With India having better connectivity between the two banks of Pangong Tso, China now wants to address the gap. Khurnak is one of the narrowest points of the lake around mid-way during its length. Once the bridge is ready, the PLA can avoid the long loop through Rudok to reach the south bank. It will provide the PLA with an alternate route.
Army sources also dismissed a video released by a Chinese mouthpiece that showed China’s national flag being unfurled in the Galwan Valley with the claim that the special flag once flew over the Tiananmen Square in Beijing. The flag was not flown in the buffer or demilitarised zone in Galwan Valley that came up after the violent clash between the rival troops in June 2020. The PLA must have flown it somewhere else. The north bank of Pangong Tso was also the site of a major clash in May 2020, with the PLA occupying and building fortifications in the 8-km stretch from Finger-4 to 8. On August 29-30 that year, after initially being caught off-guard, Indian troops had countered the PLA by occupying six to seven tactically dominating heights on the south bank of Pangong Tso-Kailash range area.

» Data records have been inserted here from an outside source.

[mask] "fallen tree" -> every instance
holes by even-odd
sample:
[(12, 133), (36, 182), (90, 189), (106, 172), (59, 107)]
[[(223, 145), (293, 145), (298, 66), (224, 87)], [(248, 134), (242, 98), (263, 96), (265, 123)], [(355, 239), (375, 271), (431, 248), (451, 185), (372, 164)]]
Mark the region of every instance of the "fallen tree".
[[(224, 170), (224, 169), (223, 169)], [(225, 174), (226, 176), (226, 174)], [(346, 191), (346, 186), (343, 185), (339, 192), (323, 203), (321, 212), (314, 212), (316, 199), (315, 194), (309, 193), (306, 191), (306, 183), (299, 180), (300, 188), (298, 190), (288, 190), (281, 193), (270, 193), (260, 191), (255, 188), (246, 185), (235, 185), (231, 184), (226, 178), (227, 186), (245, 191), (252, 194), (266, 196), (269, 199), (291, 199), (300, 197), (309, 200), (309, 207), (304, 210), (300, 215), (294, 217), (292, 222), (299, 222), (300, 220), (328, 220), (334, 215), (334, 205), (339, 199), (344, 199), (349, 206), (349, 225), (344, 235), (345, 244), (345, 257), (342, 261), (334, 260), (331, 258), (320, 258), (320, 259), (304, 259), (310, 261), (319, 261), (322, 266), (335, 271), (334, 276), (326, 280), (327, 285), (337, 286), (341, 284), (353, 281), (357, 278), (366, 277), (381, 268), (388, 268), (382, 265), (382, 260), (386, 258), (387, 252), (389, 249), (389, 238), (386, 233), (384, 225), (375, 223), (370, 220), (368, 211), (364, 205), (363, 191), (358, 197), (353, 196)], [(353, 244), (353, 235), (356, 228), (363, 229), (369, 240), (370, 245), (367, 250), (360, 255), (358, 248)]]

The subsequent troop disengagement in February last year, after several rounds of diplomatic and military talks, saw Indian soldiers pull back westwards to their Dhan Singh Thapa post between Finger-2 and Finger-3 and vacate the Kailash range heights. PLA troops, in turn, withdrew to their old positions east of Finger-8 to establish a buffer or no-patrol zone in-between.
China had refused to complete the stalled troop disengagement at Patrolling Point-15 in the Hot Springs-Gogra-Kongka La area during the 13th round. The standoff at ChardingNinglung Nallah (CNN) track junction at Demchok and the Depsang Plains is considered even more intractable, as was reported earlier. Consequently, the two armies continue to forward deploy around 50,000 troops each, along with tanks, howitzers and surface-to-air missile systems, for the second consecutive winter along the frontier in the forbidding high-altitude area.
Consequently, after the 14th round of military level talks between the two giants stalemate will continue and about 75,000 Indian troops will continue to occupy the positions along the LAC facing the PLA. India has started constructing the two lanes roads, bridges and permanent structures all along the LAC so that troops movement, tanks, howitzers and other heavy equipment can move smoothly to thwart any adventure of PLA and also for the sustenance of Indian troops in the extreme cold weather conditions.